Perhaps the single worst aspect of The Long Haul is how its producers care so little about fluid continuity or the aspects that just don’t add up. Besides the 47 hour trip that I mentioned earlier, there’s also plenty of other mistakes or poorly efficient measures of filmmaking that shows the kind of care that went into this project. I’m certainly not asking the world out of a movie like this, but when I see two characters sitting in their respective seats in one shot, then immediately in the next one that shows them together they are in different seats, I wonder. This movie also re-uses actors and actresses like they think the audience is simply too stupid to piece this all together. I probably wouldn’t have noticed if a black man in the movie who carried a Southern accent during an earlier scene didn’t pop up as a completely different character during the final act. This is as sloppy as it gets with production decisions, but it pales in comparison to that of truly awful voice editing that adorned a particular character. The actor who plays the oldest brother in this film must’ve mis-read a lot of his lines because his lips rarely add up to what is being heard from his character.
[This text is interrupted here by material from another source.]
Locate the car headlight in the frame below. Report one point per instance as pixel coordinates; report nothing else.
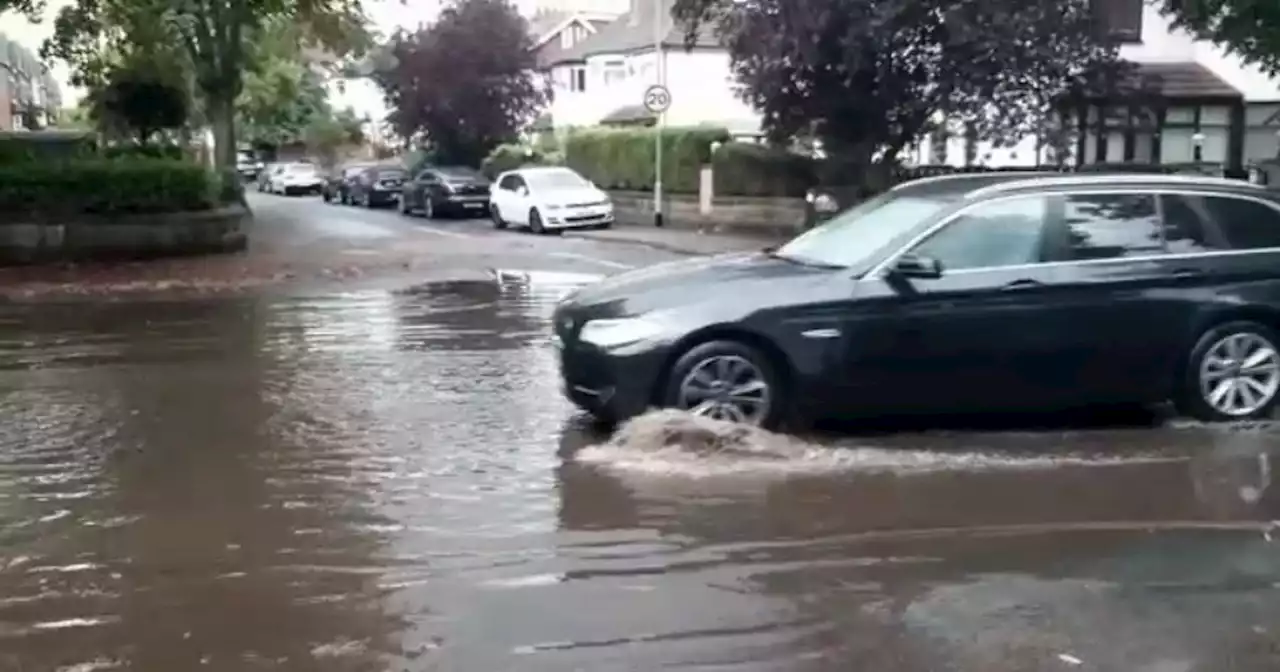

The volume levels are also slightly higher in his deliveries as opposed to his counterparts, pointing to post-production nightmares that aren’t tightly fixed enough for cinephiles like me to notice.
THE VERDICT – The Long Haul runs out of gas early and finds itself running on fumes for the entirety of this humorless, lifeless picture. If the film captures just one thing perfectly, it’s the torture that envelopes being stuck in a vehicle with people who annoy you to death, with you thinking about the better things that you could easily be doing at that particular moment. There isn’t a single moment original from its gross-out material to the way it savagely borrows from greatly more impactful films, and this is one diary entry that should be scratched-out, ripped-up, and left in the same trash confines where it found its humor.